Of course, being there means being proactive. Verizon Wireless uses proactive outbound messaging to notify its customers that they are on the verge of exceeding their monthly talk time and data usage limits. Customers complained that the cell phone service provider sometimes sends the messages too late, however. Verizon deserves credit for employing a contact center solution aimed at keeping accounts current (avoiding late fees for the customer and lagging payments for the company’s bottom line); but like any organization that uses this technology, Verizon’s contact center leaders need to make sure that execution of proactive outbound strategies is buttoned up to jump from the naughty list to the nice list.

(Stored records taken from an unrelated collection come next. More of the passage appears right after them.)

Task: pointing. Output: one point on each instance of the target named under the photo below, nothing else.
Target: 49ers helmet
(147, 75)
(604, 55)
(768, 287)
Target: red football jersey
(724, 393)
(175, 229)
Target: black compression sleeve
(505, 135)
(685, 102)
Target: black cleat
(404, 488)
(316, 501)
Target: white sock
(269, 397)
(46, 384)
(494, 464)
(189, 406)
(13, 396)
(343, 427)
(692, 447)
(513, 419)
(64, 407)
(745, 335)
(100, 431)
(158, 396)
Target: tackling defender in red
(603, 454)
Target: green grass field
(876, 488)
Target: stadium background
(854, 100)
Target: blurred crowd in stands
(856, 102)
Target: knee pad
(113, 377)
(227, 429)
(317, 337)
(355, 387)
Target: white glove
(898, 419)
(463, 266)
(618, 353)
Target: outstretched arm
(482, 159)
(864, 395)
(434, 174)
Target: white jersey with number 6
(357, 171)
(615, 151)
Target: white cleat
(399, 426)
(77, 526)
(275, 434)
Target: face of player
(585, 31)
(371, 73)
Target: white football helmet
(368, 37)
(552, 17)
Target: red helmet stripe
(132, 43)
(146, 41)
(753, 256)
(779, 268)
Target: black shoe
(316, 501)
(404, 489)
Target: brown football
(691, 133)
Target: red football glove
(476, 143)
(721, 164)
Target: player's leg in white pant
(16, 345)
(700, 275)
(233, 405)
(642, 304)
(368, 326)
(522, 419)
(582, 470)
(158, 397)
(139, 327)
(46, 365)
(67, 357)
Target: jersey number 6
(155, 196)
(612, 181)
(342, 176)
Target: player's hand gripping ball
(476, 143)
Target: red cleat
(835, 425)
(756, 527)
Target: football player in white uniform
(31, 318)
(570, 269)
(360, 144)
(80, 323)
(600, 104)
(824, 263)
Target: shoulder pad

Customers take bad news better when they feel like you're on their side. Video game software and hardware merchant GameStop made the naughty list for its over-zealous return policies and this brick wall of a claim: "We reserve the right to refuse any return." Most companies can't afford a return policy that's too lenient, and software/hardware is a tricky vertical for returns. What many leading organizations have found, however, is that contact center agents trained to listen and empathize with customers can take the sting out of an unsavory policy.

Empowered agents make for satisfied customers. Every customer appreciates it when a call center agent is empowered to make a judgment call on the spot to deliver satisfaction. This is a corporate strategy that must be defined and executed with extreme care, an it’s not always possible. However, consider the fact that knowledge is power, and it makes a difference for customers at American Express, REI, Costco and Microsoft. These companies made the nice list for their generous return and warranty policies, but customers likely wouldn’t be aware of them and handing out kudos if contact center agents weren’t sharing them with customers effectively.

On the subject on knowledgeable agents, RadioShack might've made the nice list if contact center agents and supervisors were on the right track. "The company acknowledges that it sometimes charges different prices for the same item," according to Consumer Reports. "When a reader shopped for an HDMI audio-video cable, the store price was nearly twice the online price. Asked why, a customer-service supervisor said he couldn’t do anything about the discrepancy, and directed the reader to the fine print on RadioShack's website." The electronics giant might generate more customer loyalty and increase customer engagement in it's online self-service offerings if agents and supervisors were trained to drive callers, chatters and emailers to the company’s lower-priced website offerings.

So there you have it: The contact center can’t move all the organizations customers rated as naughty to the nice list, but it could help many of them make the leap for the better.